Regardless of which rescue strategy is used, a common tactical consideration should be to gain control of the suspension systems of both vehicles. To capture the suspension, rescuers use equipment to secure the shock absorbers, coil springs, leaf springs, axles or even air suspension systems in the condition found.
Think about it. If a car rammed under a truck, its front suspension system is compressed because it’s jammed underneath the trailer. In the same vane, if the trailer was not fully loaded, the trailer may be lifted upward slightly expanding its rear suspension system. You want it to remain that way and capturing the suspension is what makes that possible.
For the car, you use equipment such as ratchet straps or chains to secure the front suspension in the compressed position. Strapping is typically run from one front wheel across to the other front wheel. This is the difficult part and one that needs to be practiced during training. Ideally, you run from one wheel, across the hood, and hook to the other wheel but the problem may be that the hood is not accessible. You have to work on this scenario to come up with options that will work for you.
To capture the rear suspension of the trailer, you are either binding the suspension up and tight to the truck or you are trying to maintain the distance between the trailer flooring and the axle. Rescuers pack cribbing in the space between the axle and the underside of the trailer floor to accomplish that.
Weighing your options
Therefore, with both suspensions taken care of, you have several tactical choices. You can use lifting equipment to lift the trailer off the car or you can bring in a heavy wrecker to lift the trailer. Since you captured that rear suspension, it will come right along with the trailer. Since you packed cribbing between the rear axle and the underside of the trailer, you also have the option of lifting the large vehicle by working beneath its rear axle. Now, every inch of lift with the tools will result in lift of the truck. You won’t waste effort lifting the axle only to find that it’s just compressing the suspension and that the truck is not going up at all.
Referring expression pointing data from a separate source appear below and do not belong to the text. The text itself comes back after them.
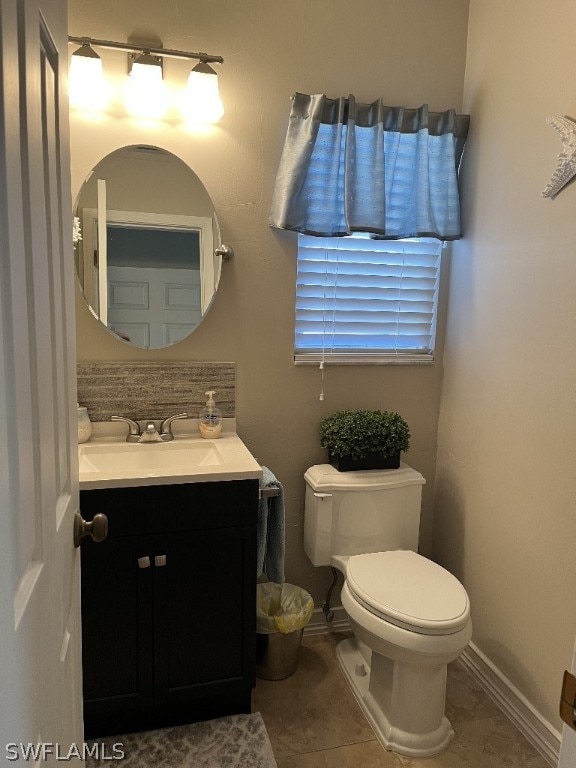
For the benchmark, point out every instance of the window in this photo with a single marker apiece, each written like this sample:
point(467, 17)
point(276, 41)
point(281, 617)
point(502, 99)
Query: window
point(363, 300)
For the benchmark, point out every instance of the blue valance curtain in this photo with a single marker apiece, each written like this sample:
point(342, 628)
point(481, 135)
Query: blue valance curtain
point(349, 167)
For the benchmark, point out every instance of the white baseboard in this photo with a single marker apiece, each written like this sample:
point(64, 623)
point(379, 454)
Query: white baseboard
point(531, 724)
Since you captured the suspension of the car, as you lift the truck, the car will also stay low which gives you more clearance sooner in the lifting task. Without capturing, the car’s suspension would rise up and you would not gain any clearance during the initial part of the lift.
Rescue teams are encouraged to stage an underride scenario and practice techniques for capturing the suspension of the larger vehicle and the vehicle placed under it. Practicing now can make a big difference at an actual scene.